Pays de Montbéliard Agglomération (PMA) fait partie des 61 territoires lauréats de l’appel à manifestation d’intérêt sur les contrats de transition écologique. Un dispositif du ministère de la Transition écologique et solidaire, qui a annoncé les résultats ce mardi 9 juillet. Au départ, il y avait 130 candidats. « Les contrats de transition écologique (CTE) sont une démarche innovante pour accompagner et soutenir la transformation écologique des territoires », annonce PMA dans un communiqué. Ces contrats visent à : démontrer par l’action que l’écologie est un moteur de l’économie, et développer l’emploi local par la transition écologique (structuration de filière, création de formations) ; agir avec tous les acteurs du territoire, publics comme privés, pour traduire concrètement la transition écologique ; accompagner de manière opérationnelle les situations de reconversion industrielle d’un territoire (formation professionnelle, reconversion de sites).

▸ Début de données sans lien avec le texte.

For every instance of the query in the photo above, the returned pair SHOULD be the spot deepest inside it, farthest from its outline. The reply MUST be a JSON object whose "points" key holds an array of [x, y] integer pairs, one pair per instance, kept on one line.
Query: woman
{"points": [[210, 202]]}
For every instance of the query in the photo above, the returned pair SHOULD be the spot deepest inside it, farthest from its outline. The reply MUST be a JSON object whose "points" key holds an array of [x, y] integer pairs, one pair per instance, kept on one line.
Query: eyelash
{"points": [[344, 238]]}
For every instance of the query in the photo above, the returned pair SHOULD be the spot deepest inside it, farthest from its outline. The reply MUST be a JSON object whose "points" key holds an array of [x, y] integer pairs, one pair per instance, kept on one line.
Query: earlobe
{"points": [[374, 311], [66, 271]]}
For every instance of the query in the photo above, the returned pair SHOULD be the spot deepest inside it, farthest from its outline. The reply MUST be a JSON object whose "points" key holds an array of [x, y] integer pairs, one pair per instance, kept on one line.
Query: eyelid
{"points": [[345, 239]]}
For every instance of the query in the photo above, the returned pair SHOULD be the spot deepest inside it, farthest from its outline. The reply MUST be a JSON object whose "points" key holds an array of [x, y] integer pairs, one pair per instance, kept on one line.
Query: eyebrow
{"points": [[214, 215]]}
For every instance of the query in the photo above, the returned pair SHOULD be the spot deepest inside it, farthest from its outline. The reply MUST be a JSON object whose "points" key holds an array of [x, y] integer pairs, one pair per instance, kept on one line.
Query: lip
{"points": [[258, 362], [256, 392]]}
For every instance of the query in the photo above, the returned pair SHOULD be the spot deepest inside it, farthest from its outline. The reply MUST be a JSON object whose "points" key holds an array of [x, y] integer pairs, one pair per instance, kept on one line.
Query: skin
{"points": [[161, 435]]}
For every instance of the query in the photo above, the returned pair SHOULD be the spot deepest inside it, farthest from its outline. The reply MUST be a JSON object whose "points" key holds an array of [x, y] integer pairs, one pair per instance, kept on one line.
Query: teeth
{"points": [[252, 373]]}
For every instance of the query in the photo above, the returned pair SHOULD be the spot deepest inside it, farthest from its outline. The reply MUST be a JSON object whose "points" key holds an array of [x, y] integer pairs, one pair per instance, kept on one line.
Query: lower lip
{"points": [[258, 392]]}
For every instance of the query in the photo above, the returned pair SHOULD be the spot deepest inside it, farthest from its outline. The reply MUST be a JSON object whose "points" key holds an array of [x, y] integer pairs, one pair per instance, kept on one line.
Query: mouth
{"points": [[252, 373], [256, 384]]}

« Les territoires engagés dans les CET sont des territoires volontaires qui parient sur l’écologie comme moteur de l’économie, et qui ont choisi de s’engager dans un changement de modèle à travers la transition écologique, insiste PMA, avant de préciser : Signés après environ 6 mois de travail, les CET fixent un programme d’actions opérationnelles sur 3 ou 4 ans avec des engagements précis et des objectifs de résultats. » Les axes du CTE de PMA consistent en : la requalification de friches industrielles à travers le projet Territoire d’innovation ; le développement de l’agriculture durable à travers le Projet Alimentaire Territorial (PAT) de PMA ; le développement de l’économie sociale et solidaire (projet de recyclerie territoriale) ; le développement des énergies renouvelables (énergie photovoltaïque notamment) ; et des travaux de construction et de réhabilitation énergétique. « Les projets portés par les EPCI sont accompagnés aux niveaux technique, financier et administratif par les services de l’État, les établissements publics et les collectivités locales (départements, régions). L’État, quant à lui, se place dans une posture de facilitation et mobilise de façon coordonnée ses services et les établissements publics », détaille le communiqué.